Bench of Justice JB Pardiwala dan Justice R Mahadevan mengatakan dalam perintahnya bahwa jika masalah tersebut berkaitan dengan kebijakan, Mahkamah Agung dapat menolak untuk mengungkapkan pendapat penasihatnya. “Latihan pengekangan yang dipaksakan oleh pengadilan dalam hal-hal yang melibatkan pertimbangan politik murni sesuai dengan doktrin belukar politik, yaitu, pengadilan tidak menjelajah ke bidang-bidang pemerintahan di mana Konstitusi memberikan hak prerogatif hanya kepada eksekutif.”

“Namun, dalam keadaan luar biasa tertentu, Gubernur dapat memesan RUU untuk pertimbangan Presiden dengan alasan bahwa RUU tersebut berbahaya terhadap prinsip -prinsip demokrasi dan interpretasi Konstitusi diperlukan untuk memastikan apakah undang -undang tersebut harus diberikan persetujuan atau tidak.

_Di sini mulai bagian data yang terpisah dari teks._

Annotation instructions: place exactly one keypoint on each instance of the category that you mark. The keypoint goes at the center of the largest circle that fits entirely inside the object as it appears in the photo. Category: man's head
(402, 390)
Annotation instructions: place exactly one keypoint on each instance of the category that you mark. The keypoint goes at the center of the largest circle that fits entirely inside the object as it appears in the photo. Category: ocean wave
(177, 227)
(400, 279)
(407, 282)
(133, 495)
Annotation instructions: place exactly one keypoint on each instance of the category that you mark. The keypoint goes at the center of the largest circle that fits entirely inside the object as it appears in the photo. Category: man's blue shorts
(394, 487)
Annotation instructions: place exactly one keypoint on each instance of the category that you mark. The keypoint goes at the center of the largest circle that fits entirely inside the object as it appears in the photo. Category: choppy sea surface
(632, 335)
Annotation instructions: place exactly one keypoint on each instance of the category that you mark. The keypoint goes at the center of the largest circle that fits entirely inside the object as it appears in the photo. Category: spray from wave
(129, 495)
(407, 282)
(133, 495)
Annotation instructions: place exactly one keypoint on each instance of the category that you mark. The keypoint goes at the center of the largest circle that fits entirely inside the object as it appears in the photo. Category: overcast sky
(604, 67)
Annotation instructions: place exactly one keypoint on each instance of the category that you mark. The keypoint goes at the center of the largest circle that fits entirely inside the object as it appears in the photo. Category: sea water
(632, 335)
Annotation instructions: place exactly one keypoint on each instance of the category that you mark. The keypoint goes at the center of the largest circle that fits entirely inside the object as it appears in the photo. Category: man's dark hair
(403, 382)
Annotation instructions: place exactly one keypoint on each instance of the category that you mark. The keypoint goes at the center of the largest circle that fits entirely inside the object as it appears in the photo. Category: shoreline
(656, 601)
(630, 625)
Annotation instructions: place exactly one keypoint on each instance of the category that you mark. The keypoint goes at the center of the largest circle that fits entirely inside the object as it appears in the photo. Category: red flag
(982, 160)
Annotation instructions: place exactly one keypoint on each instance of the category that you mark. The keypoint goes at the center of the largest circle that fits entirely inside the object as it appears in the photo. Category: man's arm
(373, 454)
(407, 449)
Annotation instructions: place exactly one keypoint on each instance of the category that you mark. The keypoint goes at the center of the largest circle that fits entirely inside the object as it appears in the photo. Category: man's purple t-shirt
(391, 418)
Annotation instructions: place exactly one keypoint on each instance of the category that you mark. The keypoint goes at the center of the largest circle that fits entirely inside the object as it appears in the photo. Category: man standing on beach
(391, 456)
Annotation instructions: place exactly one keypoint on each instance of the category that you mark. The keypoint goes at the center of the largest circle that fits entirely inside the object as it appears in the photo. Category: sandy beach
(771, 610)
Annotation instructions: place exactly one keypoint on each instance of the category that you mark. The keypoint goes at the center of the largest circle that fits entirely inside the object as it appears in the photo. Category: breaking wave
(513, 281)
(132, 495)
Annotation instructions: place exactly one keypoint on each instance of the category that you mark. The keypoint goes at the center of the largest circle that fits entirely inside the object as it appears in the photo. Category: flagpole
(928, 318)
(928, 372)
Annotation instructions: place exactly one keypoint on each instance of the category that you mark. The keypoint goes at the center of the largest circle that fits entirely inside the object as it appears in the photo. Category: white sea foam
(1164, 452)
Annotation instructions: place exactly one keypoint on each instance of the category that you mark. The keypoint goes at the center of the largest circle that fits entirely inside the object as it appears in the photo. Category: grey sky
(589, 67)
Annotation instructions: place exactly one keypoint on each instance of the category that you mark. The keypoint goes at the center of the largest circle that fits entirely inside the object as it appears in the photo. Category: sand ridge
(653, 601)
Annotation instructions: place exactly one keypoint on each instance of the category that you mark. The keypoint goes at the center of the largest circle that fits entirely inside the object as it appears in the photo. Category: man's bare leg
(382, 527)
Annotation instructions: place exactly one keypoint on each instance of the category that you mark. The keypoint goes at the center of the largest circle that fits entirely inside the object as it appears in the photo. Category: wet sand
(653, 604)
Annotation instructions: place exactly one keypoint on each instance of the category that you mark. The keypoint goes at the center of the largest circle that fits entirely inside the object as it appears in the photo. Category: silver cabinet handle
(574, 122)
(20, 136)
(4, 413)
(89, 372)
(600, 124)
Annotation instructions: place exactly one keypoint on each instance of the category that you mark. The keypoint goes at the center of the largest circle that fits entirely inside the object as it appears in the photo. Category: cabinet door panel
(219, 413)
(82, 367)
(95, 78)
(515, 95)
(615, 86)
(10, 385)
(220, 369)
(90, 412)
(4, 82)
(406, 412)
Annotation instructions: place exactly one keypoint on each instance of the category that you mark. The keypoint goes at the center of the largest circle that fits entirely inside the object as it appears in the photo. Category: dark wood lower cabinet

Dalam kasus -kasus tersebut, di mana sebuah RUU tersebut telah dilibatkan oleh konstitusi yang tidak disediakan oleh konstitusi yang tidak dikenakan oleh konstitusi dan tidak ada dalam konstitusi dan tidak ada dalam konstitusi yang dilibatkan dengan dasar konstitusi dan tidak ada dalam konstitusi dan tidak. dikatakan.

“Diharapkan bahwa eksekutif serikat tidak boleh mengambil peran pengadilan dalam menentukan vire dari suatu RUU dan harus, sebagai masalah praktik, merujuk pertanyaan tersebut kepada Mahkamah Agung berdasarkan Pasal 143 Kami tidak memiliki keraguan dalam menyatakan bahwa tangan eksekutif terikat ketika melibatkan masalah hukum dalam RUU dan hanya pengadilan konstitusi yang memiliki prerogatif.

Perintah itu mengatakan pendapat yang diberikan oleh Mahkamah Agung berdasarkan Pasal 143 Konstitusi – Pasal 143 memberi presiden kekuatan untuk mencari pendapat Mahkamah Agung – memiliki “nilai persuasif yang tinggi” dan “biasanya harus diterima oleh legislatif dan eksekutif”. “Kami tidak asing dengan argumen sehubungan dengan sifat non-mengikat dari yurisdiksi penasihat pengadilan ini dan bahwa meskipun RUU ini dapat dirujuk ke Pengadilan ini oleh Presiden berdasarkan Pasal 143, namun pendapat yang disampaikan di bawahnya mungkin tidak diakui. Namun, hanya karena PRINSIP yang digunakan di bawah Pasal 143 tidak mengikat tidak ada di bawah ini.

Perintah tersebut mencatat bahwa “satu -satunya alasan” yang di mana legislatif atau sayap eksekutif mungkin tidak mencatat pendapat Mahkamah Agung “adalah ketika alasan di mana RUU negara dicadangkan untuk pertimbangan presiden, tidak murni legal tetapi juga melibatkan pertimbangan kebijakan tertentu, yang mungkin lebih besar daripada masalah konstitusionalitas”. “Dalam kasus seperti itu, jika presiden bertindak bertentangan dengan saran dari pengadilan ini dan menahan persetujuan pada sebuah RUU, ia harus mencatat alasan dan materi yang meyakinkan yang membenarkan tidak memberikan persetujuan,” kata perintah tersebut.

Mahkamah Agung telah mengatakan jika presiden tidak memberikan alasan atau jika alasan yang diberikan tidak mencukupi, itu mungkin “melakukan kekerasan terhadap konsep ‘pemerintahan terbatas’ di mana bangunan konstitusi kita telah dibangun”. “Memedulikan dan di mana tindakan presiden memberikan dasar untuk peninjauan yudisial dan memungkinkan pengadilan untuk menilai validitas keputusan serta memastikan akuntabilitas antara tiga pilar pemerintah yang sesuai dengan gagasan cek dan keseimbangan dalam pengaturan konstitusional negara kita,” kata pengadilan.